# Red Dot sight for Muzzleloaders?



## suave300 (Sep 11, 2007)

I would like to get a Red Dot sight for my 50 cal. Omega. I haven't decided which one to get. I unfortunately have a tight budget, so I cant afford a $300 sight. My question that I need help with is this:

1. Which sights have you guys seen (that are affordable) that do well on a muzzleloader?


Suave'


----------



## legacy (Sep 30, 2007)

I use a Millett and have been really happy with it. Bushnell makes some decent affordable ones as well. Bushnell now owns Millett.

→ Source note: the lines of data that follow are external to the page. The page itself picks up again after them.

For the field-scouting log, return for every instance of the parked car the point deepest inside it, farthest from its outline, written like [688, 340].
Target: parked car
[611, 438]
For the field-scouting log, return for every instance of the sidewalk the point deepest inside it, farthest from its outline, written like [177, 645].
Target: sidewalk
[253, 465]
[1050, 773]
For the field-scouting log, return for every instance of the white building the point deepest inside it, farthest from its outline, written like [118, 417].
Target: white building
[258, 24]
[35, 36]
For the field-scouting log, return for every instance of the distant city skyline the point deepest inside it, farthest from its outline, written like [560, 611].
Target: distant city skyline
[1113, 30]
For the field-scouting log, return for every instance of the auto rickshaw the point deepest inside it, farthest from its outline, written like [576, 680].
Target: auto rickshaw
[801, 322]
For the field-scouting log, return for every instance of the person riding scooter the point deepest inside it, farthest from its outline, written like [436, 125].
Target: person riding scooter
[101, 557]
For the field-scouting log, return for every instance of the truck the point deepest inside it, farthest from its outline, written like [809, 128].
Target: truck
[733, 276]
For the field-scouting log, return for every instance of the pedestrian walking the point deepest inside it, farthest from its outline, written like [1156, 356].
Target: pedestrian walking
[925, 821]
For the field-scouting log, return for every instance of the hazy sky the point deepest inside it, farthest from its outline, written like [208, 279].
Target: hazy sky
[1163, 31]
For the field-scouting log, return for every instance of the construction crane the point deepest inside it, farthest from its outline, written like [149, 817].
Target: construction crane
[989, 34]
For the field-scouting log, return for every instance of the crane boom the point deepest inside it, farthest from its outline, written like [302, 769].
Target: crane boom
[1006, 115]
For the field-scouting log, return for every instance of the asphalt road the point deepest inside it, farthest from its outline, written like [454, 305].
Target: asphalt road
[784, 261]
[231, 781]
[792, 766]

http://www.millettsights.com/scopes/sp-series-red-dot/

http://www.cabelas.com/product/Shooting ... _104526180


----------



## sharpshooter (Nov 17, 2010)

Go with the vortex strikefire. It's cheap in price, but effective. I don't think you will be dissapointed.


----------



## ripndrag (Mar 16, 2009)

I have one I will sell it you for 15 bucks if you want it


----------



## Bo0YaA (Sep 29, 2008)

I tried a red dot on my muzzy and found that even with a 3 moa dot I still covered to much of the animal at 100 yards to make an effective and accurate shot. I say go with a 1x power scope with thin reticle and 32mm objective like this one http://www.midwayusa.com/viewProduct/?p ... ber=670651 the 32mm objective seems to diminish the problem of having things look further away like the 20mm objectives do.


----------



## sharpshooter (Nov 17, 2010)

The strikefire is a 30mm 1x.


----------